Мои универсамы (черновая версия) - Логинов Святослав Владимирович 3 стр.


Первым выезжать в зал с пивом попросту страшно. Народ бросается, выдёргивает бутылки на ходу, бывало, что грузчиков сбивали с ног.

- Дорогу! - рявкаю я во всю глотку.

Куда там, к отделу не проехать. Ставлю стопку возле овощного, и её во мгновение ока разносят, расхватывая бутылки и расшвыривая ящики.

Страшная вещь - жажда.

Ещё несколько стопок постигает та же участь, потом становится полегче. Уже можно доехать в гастрономический отдел, поставить ящики на отведённое для них место. В течение получаса магазин будет торговать пивом, затем вновь наступит великая сушь.

В машину закидываются двести пятьдесят пустых ящиков, не тех, что пришли сегодня, их не достать из бушующего зала. Потребный запас ящиков всегда есть во дворе. Пивник уезжает, ежесменная эпопея закончена.

А как же грузчики? У них головы тоже квадратные, и все, кроме меня, мучаются похмельем. Но, в отличие от покупателей, денег у них нет ни копейки (всё пропито ещё вчера), да и были бы деньги, по новым антиалкогольным правилам пиво на рабочем месте запрещено даже тем, кто с этим пивом работает.

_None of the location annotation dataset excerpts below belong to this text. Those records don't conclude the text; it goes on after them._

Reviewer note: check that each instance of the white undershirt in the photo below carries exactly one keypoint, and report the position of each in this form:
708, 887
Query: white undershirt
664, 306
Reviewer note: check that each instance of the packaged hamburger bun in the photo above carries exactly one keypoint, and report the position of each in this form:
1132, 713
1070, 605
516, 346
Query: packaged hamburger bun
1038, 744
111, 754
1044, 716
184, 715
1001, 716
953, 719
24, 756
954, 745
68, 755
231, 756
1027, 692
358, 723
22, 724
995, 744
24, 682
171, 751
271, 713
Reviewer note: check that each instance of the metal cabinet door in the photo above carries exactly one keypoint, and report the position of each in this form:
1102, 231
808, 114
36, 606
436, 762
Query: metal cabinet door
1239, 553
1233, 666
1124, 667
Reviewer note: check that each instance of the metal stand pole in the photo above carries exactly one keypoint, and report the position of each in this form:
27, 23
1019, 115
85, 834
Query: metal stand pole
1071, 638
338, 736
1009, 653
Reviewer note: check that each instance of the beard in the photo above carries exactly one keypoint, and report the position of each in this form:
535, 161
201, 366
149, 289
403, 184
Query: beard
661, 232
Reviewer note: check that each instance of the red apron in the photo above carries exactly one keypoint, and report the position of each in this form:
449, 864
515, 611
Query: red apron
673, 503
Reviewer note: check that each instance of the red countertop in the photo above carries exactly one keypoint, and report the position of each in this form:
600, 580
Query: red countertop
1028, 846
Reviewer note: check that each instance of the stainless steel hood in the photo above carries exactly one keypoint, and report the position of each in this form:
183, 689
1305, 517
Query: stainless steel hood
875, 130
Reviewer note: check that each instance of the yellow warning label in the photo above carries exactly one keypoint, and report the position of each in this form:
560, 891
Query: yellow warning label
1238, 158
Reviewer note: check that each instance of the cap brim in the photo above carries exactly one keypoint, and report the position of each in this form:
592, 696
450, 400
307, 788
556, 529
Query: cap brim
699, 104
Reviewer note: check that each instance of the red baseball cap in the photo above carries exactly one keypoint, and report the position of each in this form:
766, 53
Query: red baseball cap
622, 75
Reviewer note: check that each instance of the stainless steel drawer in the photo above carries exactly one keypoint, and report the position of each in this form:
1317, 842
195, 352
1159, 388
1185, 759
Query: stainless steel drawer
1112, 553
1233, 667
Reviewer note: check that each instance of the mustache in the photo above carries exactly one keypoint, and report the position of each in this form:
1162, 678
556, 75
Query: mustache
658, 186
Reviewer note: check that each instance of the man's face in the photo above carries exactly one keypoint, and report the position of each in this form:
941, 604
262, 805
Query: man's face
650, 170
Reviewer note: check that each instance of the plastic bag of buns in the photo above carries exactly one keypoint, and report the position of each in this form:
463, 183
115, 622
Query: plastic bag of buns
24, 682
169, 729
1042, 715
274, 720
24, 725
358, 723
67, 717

С подобной несправедливостью работяги пытаются бороться. В зале тоже хватают бутылки, прячут под фартуком. Специально поставленная на страже фасовщица бутылки отнимает, и это хорошо, потому что если пиво отнимет Нилка, будет составлен акт, и если виновного всего лишь депремируют, можно считать, что он легко отделался. Бывает, что и по статье люди вылетали.

Тягостно было смотреть на всё это, и однажды я сказал Сане Хромому Глазу:

- Что вы позоритесь с этим пивом? Уж по паре бутылок на нос с машины всегда можно снять.

- Как?.. - уныло спросил Саня.

- Вот давай, на следующую смену вы возите пиво, а я показываю, как.

Обычно первую стопку в зал вывозил я. У меня и голос трубный, и сам я человек не маленький, меня так просто с ног не сковырнёшь. Но в этот раз первую стопку повёз Саня, а я, с рогами в руках стоял в коридорчике, как будто уже возвращаюсь из зала. Когда Саня поравнялся со мной, я быстро выхватил из верхнего ящика пару бутылок и… А куда деваться с этими бутылками? В зал или в объятия к Нилке? Коридорчик, что слепая кишка - в раздевалку на втором этаже идти через эстакаду, в овощной или гастрономический - тоже через эстакаду. Больше выхода вроде бы и нет никуда. Но выхода я и не искал, достаточно было тупичка.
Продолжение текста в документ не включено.